The accumulator array mc[8] holds 8 output sub-tiles (8x8 each = 8 * 64 = 512 elements), which covers a 32x16 or 8x64 region depending on the layout. The K-loop processes 32 elements at a time, with each step performing 8x8 MACs.

The Tiling Hierarchy

Let’s trace how a large matmul decomposes:

Full matrix:  C[M,N] = A[M,K] * B^T[N,K]
Example:      C[4096, 4096] = A[4096, 4096] * B^T[4096, 4096]

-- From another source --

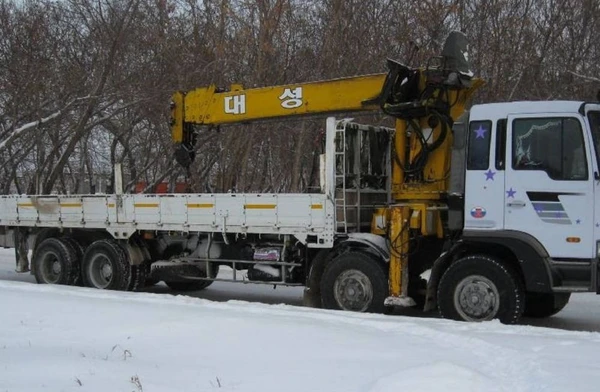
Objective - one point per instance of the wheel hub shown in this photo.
(476, 298)
(56, 267)
(353, 291)
(100, 271)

Grid level:   ceil(4096/64) x ceil(4096/32) = 64 x 128 threadgroups
TG level:     Each TG computes C[32, 64] using 128 threads (4 SIMDs)
SIMD level:   Each SIMD accumulates C[8, 64] or similar sub-region
Tile level:   Each 8x8 MAC produces C[8,8] += A[8,8] * B[8,8]

Level	Size	Unit	Count
Full matrix	4096 x 4096	Elements	16.7M
Threadgroup tile	32 x 64	Elements	8,192 tiles
SIMD accumulator	8 x 8	Elements per tile	8 tiles/SIMD
Single MAC	8 x 8 x 8	FMA operations	512 ops

Akunu’s GEMM Dispatch Geometry

Looking at simd_gemm_f16.metal, the dispatch parameters are:

grid    = (ceil(N/64), ceil(M/32), 1)
threads = (32, 4, 1)   // 128 threads = 4 SIMD groups
TG memory = 6144 bytes  // 4096 for A tile + 2048 for B tile

The threadgroup of 128 threads breaks down as:

4 SIMD groups (sgitg = 0..3)
Each SIMD group processes a different row band of the M-tile
All 4 SIMD groups share the same B-tile data (loaded cooperatively into threadgroup memory)

For the K-loop:

NL0 = NK/16 = 2: each thread loads 2 chunks of B data
NL1 = NK/8 = 4: each thread loads 4 chunks of A data
Data flows: device memory -> threadgroup memory -> SIMD registers -> accumulate -> device memory

Small-M Variant: simd_gemm_small_f16

During decode (M=1 to ~8), the full GEMM is wasteful – most of the 32-row M-tile is empty. Akunu provides simd_gemm_small_f16 which is optimized for M <= 8:

// From dtype_descriptor.h:
return (M >= 2 && M <= 8) ? d.gemm_small_kernel : d.gemm_kernel;

The small variant uses a reduced M-tile size and fewer SIMD groups, trading parallelism for reduced overhead. For M=1 (single-token decode), akunu uses GEMV kernels instead of GEMM entirely – the dispatch geometry is fundamentally different.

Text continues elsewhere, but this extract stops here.